As the sun sets on 2013 and we prepare to welcome 2014, it is a good time to reflect where we have been and where we are going as a rail industry.
In particular, it has never been more critical that we evaluate past performance and explore the future, especially as CP4 winds down and a new control period – CP5 – gets under way, with a substantial commitment to public investment over the next five years.
The rail industry is in a privileged position, enjoying unprecedented levels of public investment.
With privilege comes responsibility and it is incumbent on everybody in the supply chain to continue to look at ways to reduce cost and deliver value for money, as set out in this year’s Network Rail Strategy Business Plan for England and Wales.
It also recognises that “additional investment will be necessary if we are to address the remaining legacy and provide for further growth”.
Improvement vs efficiencies
So how do we balance the appropriate increases in capacity and improvements in the services provided with cost efficiencies?
If crucial outcomes for 2019 in Network Rail’s SBP for Funding and Affordability such as “whole-life optimal approach to costs and benchmarking with other railways to demonstrate relative efficiencies” are to be delivered, then it is a given that the rail industry as a whole must seek new ways of working that deliver improvements in efficiencies and value for money.
“If the rail industry is going to be at the centre of transportation and drive economic growth, it must be financially sustainable”
Network Rail has changed to provide better bottom-up focus and direct accountability at route level.
If the rail industry is going to be at the centre of transportation and drive economic growth, it must be financially sustainable.
Network Rail director of infrastructure projects Simon Kirby has announced that 65 per cent of the investment for CP5 will be committed by 2014 and 85 per cent by 2015.

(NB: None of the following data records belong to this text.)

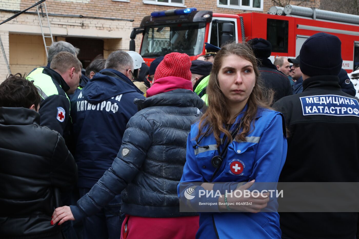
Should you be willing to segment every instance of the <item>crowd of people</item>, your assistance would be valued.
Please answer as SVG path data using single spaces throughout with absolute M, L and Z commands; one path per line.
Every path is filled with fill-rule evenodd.
M 119 50 L 84 69 L 79 49 L 54 42 L 47 66 L 0 84 L 0 237 L 355 238 L 358 212 L 264 212 L 264 196 L 180 208 L 196 202 L 180 183 L 198 195 L 216 182 L 359 182 L 341 45 L 317 33 L 272 63 L 265 39 L 206 43 L 197 60 L 149 67 Z

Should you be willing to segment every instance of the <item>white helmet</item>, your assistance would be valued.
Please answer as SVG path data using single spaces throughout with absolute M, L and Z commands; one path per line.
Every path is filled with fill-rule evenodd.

The bulk of this will be procured via frameworks and alliances and even the competitive tenders will be evaluated on ‘whole-life costs’.
Supply chain challenge
This opens challenging doors for the supply chain to work with Network Rail to deliver a regulatory framework that is business friendly while maintaining standards and protecting the taxpayer’s investment in rail.
This requires an integrated and increasingly efficient supply chain encouraged by a long-term view of workloads and an appropriate share of risks, as well as commitment and visibility of work.
That will require transparency on ‘real costs’ and performance-based contractual relationships such as NEC with target costs.
Network Rail will increasingly use alliances that can improve project focus and risk management, while demanding improved resources management, training and development.
And crucially, we need a safe industry that benchmarks against the best in the world.
But one thing is clear: there are exciting opportunities ahead and there has never been a better time to be in the rail industry.